Estamos ciegos a los valores porque los valores significan elecciones y renuncias. Y los medios nos enseñan a elegir sin renunciar (lo cual es imposible). ¿Cómo se ve esto? Por citar un caso, el del matrimonio religioso. Se presenta en las teleseries como un mero requisito social, «para cumplir». Y se muestra a los espectadores que «se puede» estar casado y tener un segundo o hasta un tercer frente. Son cosas que reclama el cuerpo. Y al cuerpo –exclama la publicidad—hay que darle lo que pida.

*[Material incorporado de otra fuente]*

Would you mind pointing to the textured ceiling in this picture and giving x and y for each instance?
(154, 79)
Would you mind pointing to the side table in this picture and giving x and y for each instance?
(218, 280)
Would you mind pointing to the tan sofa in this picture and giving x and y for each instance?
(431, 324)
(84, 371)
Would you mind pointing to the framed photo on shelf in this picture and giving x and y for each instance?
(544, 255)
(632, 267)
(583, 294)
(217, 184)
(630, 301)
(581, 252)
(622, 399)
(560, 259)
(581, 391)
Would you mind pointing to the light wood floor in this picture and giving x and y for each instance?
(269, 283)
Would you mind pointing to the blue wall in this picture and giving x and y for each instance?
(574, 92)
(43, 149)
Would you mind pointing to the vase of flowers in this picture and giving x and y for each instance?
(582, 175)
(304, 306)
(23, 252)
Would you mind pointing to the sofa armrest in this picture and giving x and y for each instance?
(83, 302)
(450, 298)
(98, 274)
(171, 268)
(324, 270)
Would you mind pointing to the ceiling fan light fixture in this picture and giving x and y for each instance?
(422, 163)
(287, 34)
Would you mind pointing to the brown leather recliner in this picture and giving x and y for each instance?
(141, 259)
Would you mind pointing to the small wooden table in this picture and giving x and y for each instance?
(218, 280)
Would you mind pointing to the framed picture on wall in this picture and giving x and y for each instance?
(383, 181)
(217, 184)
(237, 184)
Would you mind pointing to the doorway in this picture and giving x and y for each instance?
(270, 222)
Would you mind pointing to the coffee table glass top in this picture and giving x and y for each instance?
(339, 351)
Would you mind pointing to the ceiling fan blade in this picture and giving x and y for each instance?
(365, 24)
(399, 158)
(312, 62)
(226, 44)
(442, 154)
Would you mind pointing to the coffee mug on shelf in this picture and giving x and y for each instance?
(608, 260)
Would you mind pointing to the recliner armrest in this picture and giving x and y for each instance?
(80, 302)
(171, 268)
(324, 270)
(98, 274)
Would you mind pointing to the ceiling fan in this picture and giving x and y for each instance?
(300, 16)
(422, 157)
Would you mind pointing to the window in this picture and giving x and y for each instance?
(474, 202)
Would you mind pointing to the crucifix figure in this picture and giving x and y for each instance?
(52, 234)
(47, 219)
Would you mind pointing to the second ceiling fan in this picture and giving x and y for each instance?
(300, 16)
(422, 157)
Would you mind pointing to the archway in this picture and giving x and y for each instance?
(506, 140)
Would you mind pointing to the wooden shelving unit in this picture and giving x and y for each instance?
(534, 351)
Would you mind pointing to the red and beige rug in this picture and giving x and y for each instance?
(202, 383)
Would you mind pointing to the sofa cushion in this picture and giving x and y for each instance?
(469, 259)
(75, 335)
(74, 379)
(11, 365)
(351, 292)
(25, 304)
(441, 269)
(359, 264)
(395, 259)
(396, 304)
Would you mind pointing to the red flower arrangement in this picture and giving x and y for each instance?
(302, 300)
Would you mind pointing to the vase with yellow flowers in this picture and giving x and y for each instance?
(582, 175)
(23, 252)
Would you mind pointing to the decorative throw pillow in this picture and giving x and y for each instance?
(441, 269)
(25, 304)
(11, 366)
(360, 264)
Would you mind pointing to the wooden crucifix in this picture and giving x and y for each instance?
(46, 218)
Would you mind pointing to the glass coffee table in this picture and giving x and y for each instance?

Un derecho humano fundamental, que deberíamos defender creyentes y no creyentes, es el de la libertad religiosa. Pero no lo apreciamos: nos parece un derecho de segunda o de tercera. Ejercible solamente en el templo. Si de él se burlan en la tele, ni modo. Si el padrecito siempre es visto como un violador en potencia, «por algo será»; en fin, si a los creyentes se nos considera unos disminuidos, cambiemos de canal y asunto arreglado. Qué poco aprecio tenemos por la verdad. Y por la trascendencia. Qué mal defendemos el valor y la virtud. Y luego preguntamos: ¿De qué se ríe «la Barbie»? Se ríe de nosotros. De nuestro miedo por el bien.